Schwarz-Pick lemma I have a strange problem, in a book from which I need to get prepared to give a lecture, it is written lemma, with no proof:
Let F be an analytic function from one simply-connected domain E to another, let us say G. Then $\lambda_E(x,y) \geq \lambda_G(F(x),F(y))$ where $\lambda(x,y)$ is the hyperbolic metric,and if G is a simply-connected region with at least two boudary points, then $\lambda_G(x,y)=\lambda(\phi(x),\phi(y))$ and where $\phi$ is a conformal isomorphism from G to unit disc, which exists due to Riemann theorem.
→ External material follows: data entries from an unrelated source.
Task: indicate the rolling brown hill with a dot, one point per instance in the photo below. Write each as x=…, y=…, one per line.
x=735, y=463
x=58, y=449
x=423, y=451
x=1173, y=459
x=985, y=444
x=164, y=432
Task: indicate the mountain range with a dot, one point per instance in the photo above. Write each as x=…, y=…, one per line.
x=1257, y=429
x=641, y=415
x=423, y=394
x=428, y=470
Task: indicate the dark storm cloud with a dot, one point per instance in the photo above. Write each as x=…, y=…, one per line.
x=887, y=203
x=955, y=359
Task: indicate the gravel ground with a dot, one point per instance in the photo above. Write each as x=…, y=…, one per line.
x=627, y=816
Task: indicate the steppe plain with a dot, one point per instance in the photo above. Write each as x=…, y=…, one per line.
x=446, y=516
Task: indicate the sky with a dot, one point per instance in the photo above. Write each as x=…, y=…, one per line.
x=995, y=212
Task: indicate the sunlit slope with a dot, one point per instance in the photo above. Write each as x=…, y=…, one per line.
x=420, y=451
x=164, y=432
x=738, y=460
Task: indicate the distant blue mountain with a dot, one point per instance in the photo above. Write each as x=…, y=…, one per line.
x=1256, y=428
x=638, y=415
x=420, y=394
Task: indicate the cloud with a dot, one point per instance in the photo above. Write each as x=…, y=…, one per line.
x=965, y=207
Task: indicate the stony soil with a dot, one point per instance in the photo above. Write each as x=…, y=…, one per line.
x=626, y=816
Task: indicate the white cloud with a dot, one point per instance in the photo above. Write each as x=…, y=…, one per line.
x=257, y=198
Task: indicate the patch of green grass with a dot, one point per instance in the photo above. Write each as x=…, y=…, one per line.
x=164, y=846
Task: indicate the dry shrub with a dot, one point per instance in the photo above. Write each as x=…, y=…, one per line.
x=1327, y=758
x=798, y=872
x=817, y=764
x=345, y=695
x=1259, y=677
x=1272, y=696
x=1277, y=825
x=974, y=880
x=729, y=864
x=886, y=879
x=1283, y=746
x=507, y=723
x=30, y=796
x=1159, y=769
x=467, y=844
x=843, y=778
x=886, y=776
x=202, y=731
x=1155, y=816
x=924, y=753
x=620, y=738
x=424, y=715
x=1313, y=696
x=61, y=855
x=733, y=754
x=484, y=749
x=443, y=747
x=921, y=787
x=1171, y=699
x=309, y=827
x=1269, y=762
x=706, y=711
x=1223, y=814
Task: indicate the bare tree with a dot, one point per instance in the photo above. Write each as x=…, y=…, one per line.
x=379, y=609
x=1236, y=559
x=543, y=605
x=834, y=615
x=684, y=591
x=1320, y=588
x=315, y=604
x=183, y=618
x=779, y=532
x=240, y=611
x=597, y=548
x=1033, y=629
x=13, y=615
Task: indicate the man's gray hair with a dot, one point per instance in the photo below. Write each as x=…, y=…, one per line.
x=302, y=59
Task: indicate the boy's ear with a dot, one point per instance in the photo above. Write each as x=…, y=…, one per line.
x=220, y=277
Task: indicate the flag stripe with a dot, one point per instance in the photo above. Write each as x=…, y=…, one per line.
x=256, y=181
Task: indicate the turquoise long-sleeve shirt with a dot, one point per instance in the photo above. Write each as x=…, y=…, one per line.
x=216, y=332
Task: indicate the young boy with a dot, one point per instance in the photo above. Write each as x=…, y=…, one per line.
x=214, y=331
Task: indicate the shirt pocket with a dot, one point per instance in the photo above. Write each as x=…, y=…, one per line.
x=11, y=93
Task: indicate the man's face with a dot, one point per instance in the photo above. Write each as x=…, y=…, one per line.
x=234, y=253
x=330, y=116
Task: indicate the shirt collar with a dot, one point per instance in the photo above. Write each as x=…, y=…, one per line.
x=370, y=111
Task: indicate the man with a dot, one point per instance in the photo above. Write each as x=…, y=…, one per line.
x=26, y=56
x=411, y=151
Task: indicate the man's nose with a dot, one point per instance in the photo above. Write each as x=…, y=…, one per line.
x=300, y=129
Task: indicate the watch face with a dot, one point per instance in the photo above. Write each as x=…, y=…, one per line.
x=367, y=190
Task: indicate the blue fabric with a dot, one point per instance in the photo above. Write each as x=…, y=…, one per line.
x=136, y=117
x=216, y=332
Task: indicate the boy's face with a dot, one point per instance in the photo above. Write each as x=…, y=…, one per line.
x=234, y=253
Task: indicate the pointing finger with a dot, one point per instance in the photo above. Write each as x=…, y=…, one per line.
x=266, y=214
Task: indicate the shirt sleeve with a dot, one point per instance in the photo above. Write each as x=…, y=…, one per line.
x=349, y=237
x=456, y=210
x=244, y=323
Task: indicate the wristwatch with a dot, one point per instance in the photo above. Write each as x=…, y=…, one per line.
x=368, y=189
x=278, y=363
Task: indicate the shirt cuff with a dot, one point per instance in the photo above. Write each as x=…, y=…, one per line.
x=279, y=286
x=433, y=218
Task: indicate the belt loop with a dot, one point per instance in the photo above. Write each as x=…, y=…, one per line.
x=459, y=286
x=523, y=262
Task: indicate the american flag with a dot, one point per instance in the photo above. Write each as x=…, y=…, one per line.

And it is named Shwarz-Pick lemma. When I looked for the lemma , under that name there is just some lemma that includes derivatives, not this. The problem is that $\geq$ which exists in the lemma, because, if F is a conformal isomorphism, we could easily decompose it into $\phi_1^{-1} \circ f \circ \phi$ and $\phi_1, \phi$ being respectively isomorphisms. But, when you write everything down, definition and property that $f$ doesn't change $\lambda$, because it is a Moebius mapping, you get EQUALITY. But inequality I don't see. Please help.
 A: The book is good.
Bibliography:
Rivard.Un lemme de Schwarz-Pick à points multiples.
Avkhadiev & Wirths.Schwarz-Pick type inequalities.
Goloff & To.Holomorphic mappings, the Schwarz-Pick lemma, and curvature.
Amar & Amar.Sur les théorèmes de Schwarz-Pick et Nevanlinna dans Cn.
Yamashita.The Pick version of the Schwarz lemma and comparison of the Poincaré densities.
Anderson & Vasil'ev.Lower Schwarz-Pick estimates and angular derivatives.
Kaptanoglu.Some refined Schwarz-Pick lemmas.
Beardon.The Schwarz-Pick lemma for derivatives.
Yous should read the Avkhadiev & Wirths.Schwarz-Pick type inequalities book (BirkHauser, frontier in mathematics) for the link between the schwarz pick lemma and the Poincaré metrics.
A: You can conjugate your $F$ with a function $f:\>D\to D$ mapping the unit disk to itself. The statement is then equivalent with
$$\lambda\bigl(f(x),f(y)\bigr)\leq \lambda(x,y)\qquad(x,y\in D)\ .$$
For the proof we may assume $x=f(x)=0$; but then the statement is equivalent with the usual Schwarz' Lemma.